Increasing Temperatures Trigger a Response in the Plant’s RNAby Shruthi Venkatesh November 12 2018, 3:14 pm Estimated Reading Time: 3 mins, 20 secs
A new study used rice seedlings to show that the stress of higher temperatures can trigger a response in the RNA of a plant to control the change in its environment. The stress of higher temperatures can trigger a response in the RNA of a plant or ribonucleic acid, which is part of the genetic messaging system of a cell, to help manage this change in their environment, according to a team of researchers from Penn State. In a study on rice plants, the researchers found that a sudden increase in heat led to changes in the structure of the plant's RNA, which was linked to a loss in the number of its messenger RNAs -- or mRNAs. The mRNA molecule is a particular type of RNA, which transfers DNA instructions to the ribosome in a cell during the protein-making process.
“Plants cannot regulate their own temperatures, as humans do, or move from the heat source. This process may be one of the ways plants face hot temperatures and drought conditions,” said Sarah M. Assmann, professor of biology at Eberly College of Science. "Rice is a staple food for half the world's population and is particularly important for subsistence agriculture in some parts of the world, so it's a vital food crop," said Assmann. "With climate change and with the goal that we need to increase food production to feed the world's growing population.

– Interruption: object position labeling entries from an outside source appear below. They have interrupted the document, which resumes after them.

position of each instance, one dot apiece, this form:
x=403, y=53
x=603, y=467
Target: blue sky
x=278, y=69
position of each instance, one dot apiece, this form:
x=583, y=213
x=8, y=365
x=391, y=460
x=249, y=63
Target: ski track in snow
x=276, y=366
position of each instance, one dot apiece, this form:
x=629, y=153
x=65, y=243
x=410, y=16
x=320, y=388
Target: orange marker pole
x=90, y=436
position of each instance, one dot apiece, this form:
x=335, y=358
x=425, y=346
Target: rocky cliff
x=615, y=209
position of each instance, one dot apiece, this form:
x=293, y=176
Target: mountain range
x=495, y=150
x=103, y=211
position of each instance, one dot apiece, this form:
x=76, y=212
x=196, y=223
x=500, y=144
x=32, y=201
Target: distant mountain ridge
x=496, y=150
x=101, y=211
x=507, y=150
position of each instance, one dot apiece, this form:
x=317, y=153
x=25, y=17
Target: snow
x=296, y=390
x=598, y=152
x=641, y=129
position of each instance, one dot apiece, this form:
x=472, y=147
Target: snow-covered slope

We are always trying to understand how plants are responding to climate stress, and in the future, we could improve crop varieties, either through breeding or other mechanisms, to get better stress tolerance and better yields."
Although more studies would be needed, this study can serve as an important first step in helping farmers produce more crops resistant to heat and drought, according to the researchers, who announced their findings on November 5 at the Procedures of the National Academy of Sciences.
The researchers looked at more than 14,000 different RNAs to look for changes in the intricately folded structures of molecules that could indicate acute heat stress, said Philip Bevilacqua, Distinguished Professor of Chemistry, Biochemistry and Molecular Biology. In contrast to the entangled double strand or double helix of the DNA molecule, RNA is single-stranded. "Because DNA has two strands, it is really trapped in very few different folds, but RNA, since it's not bound to another strand, can fold back on itself, so there are much more complex wrinkles in the RNA," Bevilacqua said.
To generate heat stress, researchers subjected a group of two-week-old rice seedlings to normal temperatures (108 degrees Fahrenheit) for ten minutes and compared these plants to a control group of plants growing at 72 degrees Fahrenheit. "We chose such a short time because RNA rearrangement is a fast process, while downstream processes such as protein production are slower and we were particularly interested in how RNA is refolded," Bevilacqua said. The researchers found that the wrinkles in the RNA of plants suffering from heat stress are looser than those of the control group. The unfolding of the mRNA then correlated with a loss of the amount of mRNA, suggesting that the unfolding of the mRNA promotes its degradation, a method by which cells regulate which genes.
"This exciting study shows a new level of gene regulation that has not been appreciated so far," said Su. "In particular, we have shown that mRNAs encoding a specific type of regulatory protein, transcription factors, are specifically designed for degradation by unfolding at high temperatures." According to both Bevilacqua and Assmann, studies such as this RNA analysis, which was one of the first to analyze the RNA process in the plant itself or in vivo, could not be performed without the interdisciplinary teamwork of their laboratories. According to Assmann, the laboratories of Bevilacqua and Assmann have been working together for about ten years.
"What I find really interesting about this study is that it includes all the different skills and talents of our labs," said Assmann. "That's what makes science exciting."